Joe Blow doesn't even have to be very sophisticated. He could be a mid-level
(or any level) worker who works hard to sock money away in his 401k.
Everything is going along fine, until one of the company's his managed 401k
invested in gets hammered with a massive judgment in litigation. Now, he and
everyone else who invested in that company regardless of their size or wealth,
is on the hook. Even if the small size of his investment simply means that
he's only liable for a few thousand dollars, that's still one hell of a hit.

And that's not even touching the issue of smaller firms (such as family
businesses, startups that issue their employees stock benefits, or employee-
owned firms) where the potential risk per individual investor goes up
significantly simply because they own a greater proportion of the company.

Every time I stumble across people arguing about limited liability (or
corporate personhood... oh boy, does it seem like people confuse personhood
with citizenship), I walk away with the impression that those seeking to end
it don't really understand what they're asking for.
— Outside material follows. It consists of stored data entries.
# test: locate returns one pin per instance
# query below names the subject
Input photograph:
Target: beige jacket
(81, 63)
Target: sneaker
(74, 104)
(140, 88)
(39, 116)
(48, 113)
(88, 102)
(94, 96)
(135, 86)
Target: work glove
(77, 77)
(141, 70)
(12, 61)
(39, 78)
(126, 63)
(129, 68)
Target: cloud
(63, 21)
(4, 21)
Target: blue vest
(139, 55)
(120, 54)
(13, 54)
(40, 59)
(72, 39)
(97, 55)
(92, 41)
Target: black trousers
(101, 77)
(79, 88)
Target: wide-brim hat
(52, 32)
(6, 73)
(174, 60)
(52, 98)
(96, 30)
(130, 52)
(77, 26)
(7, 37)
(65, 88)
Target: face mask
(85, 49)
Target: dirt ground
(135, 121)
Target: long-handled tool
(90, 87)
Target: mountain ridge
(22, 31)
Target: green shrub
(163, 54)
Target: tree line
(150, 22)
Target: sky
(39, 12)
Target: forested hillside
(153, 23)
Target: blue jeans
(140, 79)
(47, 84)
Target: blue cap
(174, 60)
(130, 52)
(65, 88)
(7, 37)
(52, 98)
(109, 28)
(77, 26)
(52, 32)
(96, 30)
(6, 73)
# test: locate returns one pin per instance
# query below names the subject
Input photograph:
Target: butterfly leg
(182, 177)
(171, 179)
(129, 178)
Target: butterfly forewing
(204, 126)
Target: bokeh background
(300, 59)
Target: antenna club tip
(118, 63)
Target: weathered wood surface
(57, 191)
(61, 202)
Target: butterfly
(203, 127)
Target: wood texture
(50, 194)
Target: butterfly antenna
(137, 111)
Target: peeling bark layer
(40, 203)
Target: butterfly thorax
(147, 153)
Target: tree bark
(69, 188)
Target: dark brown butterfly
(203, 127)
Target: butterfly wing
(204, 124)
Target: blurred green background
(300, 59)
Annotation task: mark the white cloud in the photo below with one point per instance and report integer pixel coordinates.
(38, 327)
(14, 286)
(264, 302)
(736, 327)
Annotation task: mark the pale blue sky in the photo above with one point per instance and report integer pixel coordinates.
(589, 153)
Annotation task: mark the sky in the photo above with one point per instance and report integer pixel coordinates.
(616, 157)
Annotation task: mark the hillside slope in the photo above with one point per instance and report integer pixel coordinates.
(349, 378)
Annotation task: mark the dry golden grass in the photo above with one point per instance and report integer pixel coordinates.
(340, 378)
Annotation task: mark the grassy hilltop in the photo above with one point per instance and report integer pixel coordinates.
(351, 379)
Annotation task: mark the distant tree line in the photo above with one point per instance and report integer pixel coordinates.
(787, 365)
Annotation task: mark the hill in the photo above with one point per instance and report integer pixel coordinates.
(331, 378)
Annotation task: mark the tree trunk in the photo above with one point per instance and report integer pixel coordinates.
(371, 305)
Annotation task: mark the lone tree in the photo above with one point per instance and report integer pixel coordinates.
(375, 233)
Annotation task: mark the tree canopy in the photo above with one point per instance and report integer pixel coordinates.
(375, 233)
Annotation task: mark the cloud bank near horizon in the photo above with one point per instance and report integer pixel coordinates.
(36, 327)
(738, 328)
It's sort of like opening
Pandora's Box, but without hope lingering at the bottom.

------
michaelochurch
Issue: the LLC works well for the rich and for publicly-traded companies and
their officers. It isn't working for small businesses. If you want to take
bank loans, you have to take on personal liability. That defeats the point of
the LLC, which is protect you in the case of good-faith business failure. It
ends up protecting large corporations and their officers (who often abuse the
corporate veil) but not the little guy as much as it should.
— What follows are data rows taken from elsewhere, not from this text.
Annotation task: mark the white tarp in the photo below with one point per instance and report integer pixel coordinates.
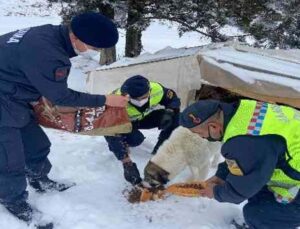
(271, 75)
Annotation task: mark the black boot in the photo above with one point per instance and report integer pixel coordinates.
(156, 147)
(23, 211)
(44, 184)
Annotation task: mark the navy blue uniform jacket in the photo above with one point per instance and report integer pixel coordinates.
(256, 156)
(34, 62)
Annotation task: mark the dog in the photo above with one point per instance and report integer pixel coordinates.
(185, 149)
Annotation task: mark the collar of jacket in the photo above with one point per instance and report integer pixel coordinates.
(67, 42)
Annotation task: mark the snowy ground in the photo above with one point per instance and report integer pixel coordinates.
(97, 201)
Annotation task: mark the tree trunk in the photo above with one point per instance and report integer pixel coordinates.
(133, 42)
(108, 55)
(134, 28)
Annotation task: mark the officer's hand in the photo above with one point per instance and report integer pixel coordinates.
(167, 119)
(215, 180)
(131, 173)
(155, 175)
(116, 100)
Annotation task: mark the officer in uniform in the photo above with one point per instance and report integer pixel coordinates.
(150, 106)
(262, 158)
(34, 62)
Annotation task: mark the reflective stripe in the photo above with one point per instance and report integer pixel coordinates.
(156, 95)
(258, 118)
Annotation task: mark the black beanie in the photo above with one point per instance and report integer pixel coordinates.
(95, 30)
(135, 86)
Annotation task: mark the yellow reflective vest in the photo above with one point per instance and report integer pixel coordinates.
(156, 95)
(259, 118)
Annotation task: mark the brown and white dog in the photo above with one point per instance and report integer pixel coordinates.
(185, 149)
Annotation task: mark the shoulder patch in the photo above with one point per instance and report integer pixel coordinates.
(170, 94)
(61, 73)
(234, 167)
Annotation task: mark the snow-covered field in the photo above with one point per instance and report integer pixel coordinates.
(96, 201)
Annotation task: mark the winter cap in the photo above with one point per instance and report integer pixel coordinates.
(135, 86)
(198, 112)
(95, 30)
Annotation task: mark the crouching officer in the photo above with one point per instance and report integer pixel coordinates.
(262, 152)
(34, 62)
(150, 106)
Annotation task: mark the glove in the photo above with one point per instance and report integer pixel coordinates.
(155, 175)
(167, 119)
(131, 173)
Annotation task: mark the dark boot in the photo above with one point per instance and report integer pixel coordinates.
(158, 144)
(44, 184)
(23, 211)
(239, 225)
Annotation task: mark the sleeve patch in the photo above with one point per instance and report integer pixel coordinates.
(61, 73)
(234, 167)
(170, 94)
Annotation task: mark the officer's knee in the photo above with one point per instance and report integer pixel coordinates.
(135, 138)
(251, 215)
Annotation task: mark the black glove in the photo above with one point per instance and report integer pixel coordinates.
(131, 173)
(167, 119)
(155, 175)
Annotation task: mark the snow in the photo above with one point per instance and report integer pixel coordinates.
(97, 201)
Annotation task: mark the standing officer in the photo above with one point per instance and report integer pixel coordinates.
(150, 106)
(34, 62)
(262, 152)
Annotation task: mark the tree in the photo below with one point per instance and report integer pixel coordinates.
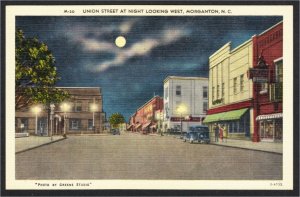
(115, 119)
(36, 74)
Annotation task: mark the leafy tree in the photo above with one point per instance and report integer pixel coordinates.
(36, 74)
(115, 119)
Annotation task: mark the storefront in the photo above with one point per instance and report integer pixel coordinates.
(270, 127)
(237, 122)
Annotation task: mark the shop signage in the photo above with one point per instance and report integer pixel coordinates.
(258, 75)
(191, 119)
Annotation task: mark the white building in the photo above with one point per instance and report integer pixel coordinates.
(185, 102)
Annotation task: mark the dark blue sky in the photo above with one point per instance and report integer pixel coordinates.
(156, 47)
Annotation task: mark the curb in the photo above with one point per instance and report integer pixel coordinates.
(21, 151)
(246, 148)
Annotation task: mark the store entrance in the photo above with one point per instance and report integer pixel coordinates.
(271, 130)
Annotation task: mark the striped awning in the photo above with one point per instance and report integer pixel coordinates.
(153, 126)
(269, 116)
(225, 116)
(130, 126)
(138, 126)
(146, 125)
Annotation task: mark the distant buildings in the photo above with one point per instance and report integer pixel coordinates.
(84, 115)
(185, 102)
(245, 87)
(144, 119)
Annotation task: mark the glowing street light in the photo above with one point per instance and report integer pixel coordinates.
(65, 107)
(94, 108)
(36, 110)
(181, 109)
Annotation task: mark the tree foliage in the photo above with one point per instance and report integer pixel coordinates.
(115, 119)
(36, 74)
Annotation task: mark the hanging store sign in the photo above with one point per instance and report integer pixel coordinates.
(191, 119)
(258, 75)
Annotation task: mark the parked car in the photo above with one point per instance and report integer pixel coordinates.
(191, 137)
(115, 131)
(197, 134)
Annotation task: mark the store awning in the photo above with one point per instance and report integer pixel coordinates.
(225, 116)
(269, 116)
(153, 126)
(146, 125)
(130, 126)
(138, 125)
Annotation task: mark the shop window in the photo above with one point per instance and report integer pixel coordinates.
(24, 124)
(90, 124)
(263, 88)
(77, 107)
(242, 83)
(279, 71)
(235, 85)
(205, 95)
(166, 93)
(276, 88)
(267, 129)
(178, 90)
(223, 90)
(42, 126)
(278, 129)
(205, 107)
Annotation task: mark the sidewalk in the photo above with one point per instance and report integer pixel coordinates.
(31, 142)
(245, 144)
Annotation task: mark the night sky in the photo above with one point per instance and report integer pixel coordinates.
(157, 47)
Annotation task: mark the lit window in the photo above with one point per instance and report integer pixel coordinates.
(178, 90)
(223, 90)
(74, 124)
(77, 107)
(235, 85)
(204, 92)
(242, 83)
(204, 107)
(90, 124)
(166, 93)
For low-risk businesses where principal loss is rare, bank loans work. For
example, it's rare that a coffee shop will go to zero. Most "failing" small
businesses earned a profit that didn't justify the proprietor's work and
opportunity cost and were therefore discontinued, but they didn't go to zero.

Mid- and high-risk businesses (like any software company) are not a fit for
bank loans. For the very high risk, there's VC. The middle of the risk
spectrum is completely underserved when it comes to investment. (VC could
target the mid-risk businesses aiming for 20-40% per year and it would work,
but VC is a celebrity economy and individuals are motivated by the careerist
benefit of being in on a Facebook, not building a strong business over 10
years that'll last 40.)

Right now, we see a lot of abuse of the corporate veil. For example, health
insurers. Health insurers are protected from civil _and_ criminal charges
resulting from their decisions, and they absolutely shouldn't be. The LLC's
valid purpose is to protect people in the case of good-faith business failure,
but not to shield scumbags like the health insurers.